Contributi, investimenti, sostenibilità, adeguatezza. Sono queste le parole chiave delle casse di previdenza dei professionisti nel prossimo futuro. Da una parte gli enti previdenziali devono confrontarsi con redditi degli iscritti ancora in calo per effetto della crisi, nonché con la difficoltà dei giovani a entrare nel mondo del lavoro. Una situazione che si ripercuote sulla capacità di pagare i contributi previdenziali, nonché sull’importo degli accantonamenti destinati a diventare rendita futura.

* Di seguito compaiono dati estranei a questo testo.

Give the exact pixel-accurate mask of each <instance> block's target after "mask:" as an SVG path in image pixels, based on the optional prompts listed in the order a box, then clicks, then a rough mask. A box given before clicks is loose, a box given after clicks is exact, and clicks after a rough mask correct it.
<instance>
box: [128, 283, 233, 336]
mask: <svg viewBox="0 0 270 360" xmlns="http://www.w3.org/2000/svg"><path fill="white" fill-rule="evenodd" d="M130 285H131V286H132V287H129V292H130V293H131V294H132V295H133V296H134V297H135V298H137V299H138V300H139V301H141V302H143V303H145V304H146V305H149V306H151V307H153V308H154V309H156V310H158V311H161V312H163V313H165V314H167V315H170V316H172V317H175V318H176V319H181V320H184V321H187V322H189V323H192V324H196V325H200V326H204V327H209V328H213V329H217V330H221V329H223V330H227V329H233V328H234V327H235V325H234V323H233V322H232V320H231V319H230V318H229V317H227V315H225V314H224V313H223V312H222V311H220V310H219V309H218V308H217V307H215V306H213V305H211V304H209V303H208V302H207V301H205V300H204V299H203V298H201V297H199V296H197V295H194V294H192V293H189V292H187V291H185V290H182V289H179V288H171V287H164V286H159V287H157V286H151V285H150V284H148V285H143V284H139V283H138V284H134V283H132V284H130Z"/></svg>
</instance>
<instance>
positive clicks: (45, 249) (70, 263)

I contributi, a loro volta, vengono investiti per garantire la pensione. E su questo fronte le Casse devono fare i conti con due novità normative. La prima è l’aumento della tassazione sui rendimenti dal 20 al 26%, introdotta dalla legge di stabilità del 2015, “attutito” da un credito di imposta del 6% se si effettuano investimenti a medio lungo termine in determinati settori. Una compensazione che non ha riscosso particolare apprezzamento tra gli operatori, con la conseguenza che l’appesantimento della tassazione rischia di erodere i rendimenti nel lungo periodo. La seconda, una volta pubblicato il relativo decreto attuativo previsto dal Dl 98/2011, riguarda le regole generali sulla ripartizione delle diverse tipologie di investimenti e sui conflitti di interesse, che molto probabilmente obbligherà alcune Casse a rivedere il portafoglio.

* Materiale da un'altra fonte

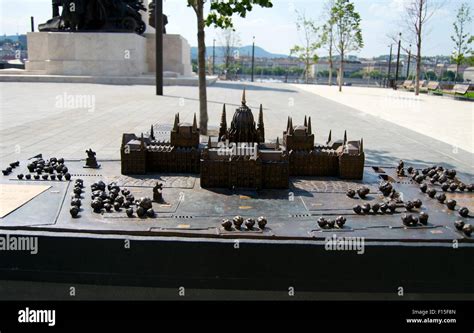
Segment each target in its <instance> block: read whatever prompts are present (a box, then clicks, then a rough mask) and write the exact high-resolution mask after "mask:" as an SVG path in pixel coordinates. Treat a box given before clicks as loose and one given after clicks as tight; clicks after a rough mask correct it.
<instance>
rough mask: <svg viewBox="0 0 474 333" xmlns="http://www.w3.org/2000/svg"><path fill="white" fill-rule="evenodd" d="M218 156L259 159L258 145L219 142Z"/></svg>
mask: <svg viewBox="0 0 474 333" xmlns="http://www.w3.org/2000/svg"><path fill="white" fill-rule="evenodd" d="M217 148H218V150H217V155H219V156H235V155H237V156H253V157H255V158H257V150H258V144H257V143H254V142H252V143H249V142H239V143H235V142H229V140H226V141H219V142H218V143H217Z"/></svg>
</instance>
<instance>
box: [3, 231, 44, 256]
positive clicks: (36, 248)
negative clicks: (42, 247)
mask: <svg viewBox="0 0 474 333" xmlns="http://www.w3.org/2000/svg"><path fill="white" fill-rule="evenodd" d="M0 251H27V252H30V254H37V253H38V237H29V236H10V235H6V236H0Z"/></svg>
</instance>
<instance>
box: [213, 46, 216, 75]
mask: <svg viewBox="0 0 474 333" xmlns="http://www.w3.org/2000/svg"><path fill="white" fill-rule="evenodd" d="M214 66H216V39H215V38H214V40H213V41H212V75H215V70H214Z"/></svg>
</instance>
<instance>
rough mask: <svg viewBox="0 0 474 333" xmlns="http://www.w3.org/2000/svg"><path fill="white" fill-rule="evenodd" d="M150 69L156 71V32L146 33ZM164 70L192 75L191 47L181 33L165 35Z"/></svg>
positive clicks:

Qualche stress sul fronte delle entrate contributive e nuovi paletti sugli investimenti non dovranno però compromettere la sostenibilità dei bilanci a lungo termine. Dopo il test a cinquant’anni richiesto dal decreto legge 201/2011, quest’anno, secondo le indicazioni fornite dal ministero del Lavoro, possono tornare a quello trentennale, con la possibilità di ipotizzare anche rendimenti del patrimonio superiori all’1% previsto dalla riforma Monti-Fornero, anche se più di un ente, a tutela degli iscritti, sembra orientato a continuare a misurarsi con proiezioni a 40 o 50 anni.

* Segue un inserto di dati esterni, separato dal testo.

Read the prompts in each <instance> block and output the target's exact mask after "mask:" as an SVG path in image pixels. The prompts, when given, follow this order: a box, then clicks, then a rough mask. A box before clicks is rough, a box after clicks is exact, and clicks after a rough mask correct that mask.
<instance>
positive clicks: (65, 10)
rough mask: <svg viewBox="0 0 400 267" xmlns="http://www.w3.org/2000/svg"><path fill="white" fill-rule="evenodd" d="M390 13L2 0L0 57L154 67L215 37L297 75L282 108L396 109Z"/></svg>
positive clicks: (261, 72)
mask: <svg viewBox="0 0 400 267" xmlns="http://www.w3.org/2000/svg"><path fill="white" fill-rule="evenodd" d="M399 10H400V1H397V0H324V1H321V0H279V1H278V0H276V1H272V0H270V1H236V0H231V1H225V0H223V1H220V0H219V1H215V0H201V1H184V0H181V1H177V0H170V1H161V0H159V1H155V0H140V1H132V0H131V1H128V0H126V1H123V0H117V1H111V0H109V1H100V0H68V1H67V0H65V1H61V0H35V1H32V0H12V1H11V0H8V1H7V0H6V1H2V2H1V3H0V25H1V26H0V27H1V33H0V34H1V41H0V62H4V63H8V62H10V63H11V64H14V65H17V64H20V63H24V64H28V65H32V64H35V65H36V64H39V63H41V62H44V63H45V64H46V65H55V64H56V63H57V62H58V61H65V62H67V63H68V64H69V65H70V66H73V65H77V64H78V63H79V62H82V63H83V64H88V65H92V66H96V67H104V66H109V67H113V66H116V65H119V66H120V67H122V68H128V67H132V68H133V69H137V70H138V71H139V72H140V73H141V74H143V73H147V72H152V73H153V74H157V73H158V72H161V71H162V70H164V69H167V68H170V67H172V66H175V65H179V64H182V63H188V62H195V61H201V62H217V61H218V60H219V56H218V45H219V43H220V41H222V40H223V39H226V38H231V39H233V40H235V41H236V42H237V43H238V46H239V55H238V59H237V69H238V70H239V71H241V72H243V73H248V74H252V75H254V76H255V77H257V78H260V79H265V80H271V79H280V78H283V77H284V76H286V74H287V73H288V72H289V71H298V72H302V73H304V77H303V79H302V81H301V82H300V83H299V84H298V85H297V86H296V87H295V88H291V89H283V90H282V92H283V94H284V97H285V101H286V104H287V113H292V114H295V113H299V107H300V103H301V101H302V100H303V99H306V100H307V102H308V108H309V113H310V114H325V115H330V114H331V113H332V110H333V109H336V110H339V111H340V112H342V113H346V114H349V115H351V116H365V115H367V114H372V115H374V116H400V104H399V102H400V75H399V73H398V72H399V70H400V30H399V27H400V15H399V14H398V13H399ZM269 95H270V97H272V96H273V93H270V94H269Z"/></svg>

Il rigore dei conti, peraltro, deve obbligatoriamente convivere con l’adeguatezza delle pensioni future. Gli enti previdenziali “nuovi”, nati con il decreto legislativo 103/1996, da sempre adottano il sistema contributivo che aiuta il rigore dei conti. Quelli istituiti con il Dlgs 509/1994 in più di un caso negli anni scorsi hanno approvato riforme che hanno introdotto correttivi ai sistemi in vigore in precedenza al fine di garantire la sostenibilità dei conti. Ma al contempo è stato deciso l’incremento progressivo dei contributi (ancora sensibilmente ridotti rispetto al 33% previsto per i lavoratori dipendenti) e dei requisiti minimi al fine di garantire una pensione adeguata.